De acordo com a poeta Bruna Mitrano em entrevista ao quadro Megamíni, realizado pela editora 7Letras em junho de 2021, a incapacidade de uma elaboração racional diante de um evento desestruturante também está condicionado por uma estrutura hegemônica e social que implica no silenciamento de determinados corpos. Se pensarmos o Holocausto, por exemplo, há a desestruturação por meio da violência física, mas também pela violência simbólica, como a impossibilidade de fugir ou de ser ouvido em meio à tortura e à discriminação.
No contexto das mulheres, esse aspecto se torna relevante ao levarmos em consideração as múltiplas violências a que o corpo feminino está submetido, incluindo as várias formas de violência física, psicológica e sexual, e a maneira como sua denúncia é abordada.
Nesse sentido, podemos destacar o caso da influenciadora digital Mari Ferrer que, em 2019, expôs a violência sexual que viveu no ano anterior, no beach-club Café de La Musique em Florianópolis (SC). Ferrer, porém, foi desacreditada, tendo sofrido humilhações, perseguições e ameaças, inclusive por parte da Justiça Brasileira, que avaliou o caso enquanto “estupro culposo”, absolvendo o réu. Durante o julgamento, transmitido à público, Ferrer foi julgada por suas roupas, aparência e fotos na internet.19 É possível depreender, a partir deste caso, a estrutura silenciadora que ainda cerca as existências femininas, em especial quando denunciam o que vivenciaram, levando à um novo ciclo de violência - o da revitimização, que impossibilita a elaboração do trauma, mas condena a vítima à revivê-lo constantemente.
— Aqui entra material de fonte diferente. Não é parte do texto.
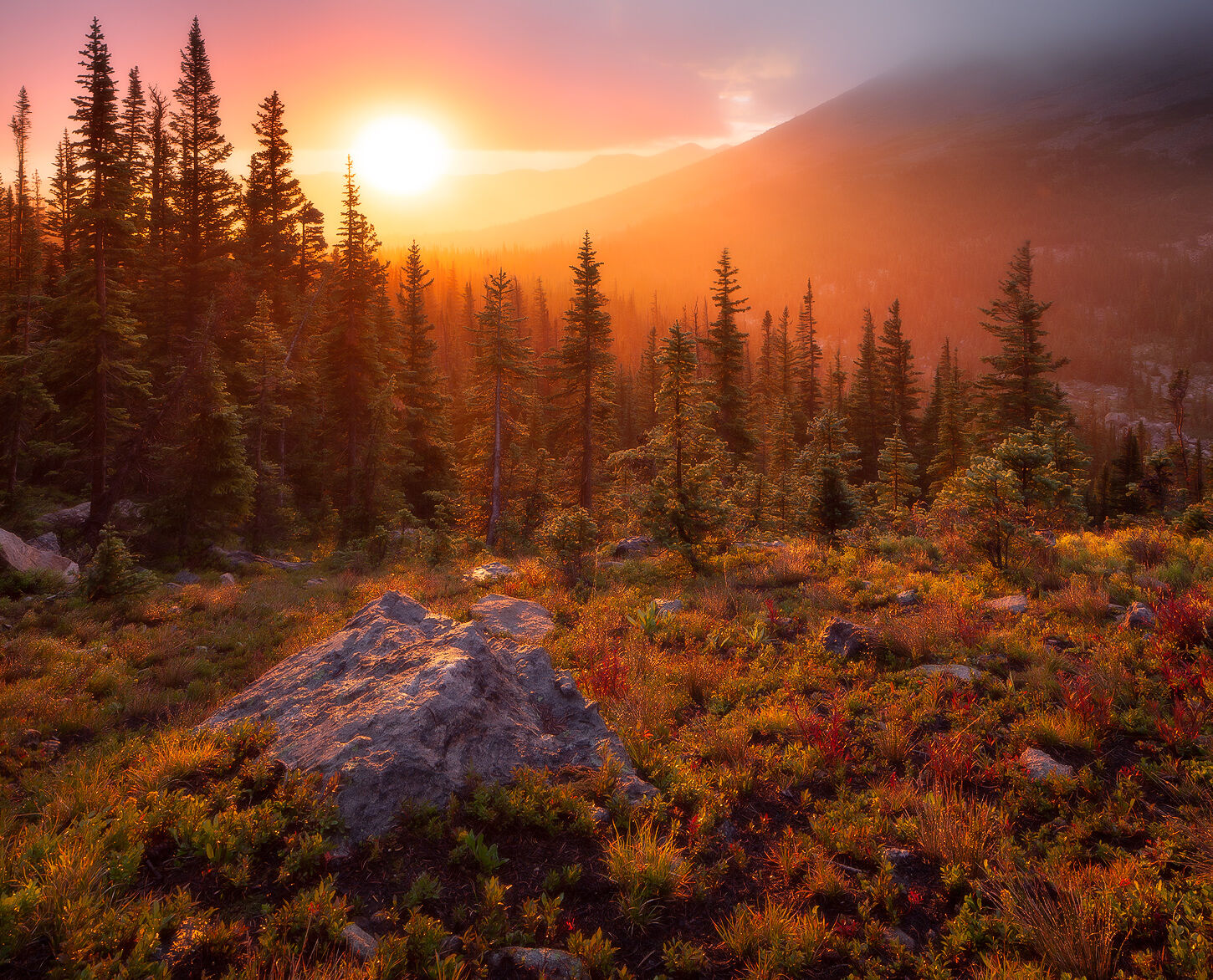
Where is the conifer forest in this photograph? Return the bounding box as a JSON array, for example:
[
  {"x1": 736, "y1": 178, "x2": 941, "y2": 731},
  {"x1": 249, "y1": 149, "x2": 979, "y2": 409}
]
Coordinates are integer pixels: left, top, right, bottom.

Logo, a poética testemunhal do corpo da mulher traz uma forma de justiça pessoal às violências vividas, oferecendo a possibilidade de elaboração dos próprios sentimentos de maneira crítica e curativa. Afinal, o testemunho ultrapassa a barreira da literatura, podendo ser enxergado (e até adotado) de maneira clínica. Segundo Danielle Magalhães, “recriar-se pelas palavras significa, também, permitir-se outra história, inclusive, que possibilite não se fixar no ‘paradigma da dor’, transformando esse paradigma pela ‘afirmação do direito ao devaneio”.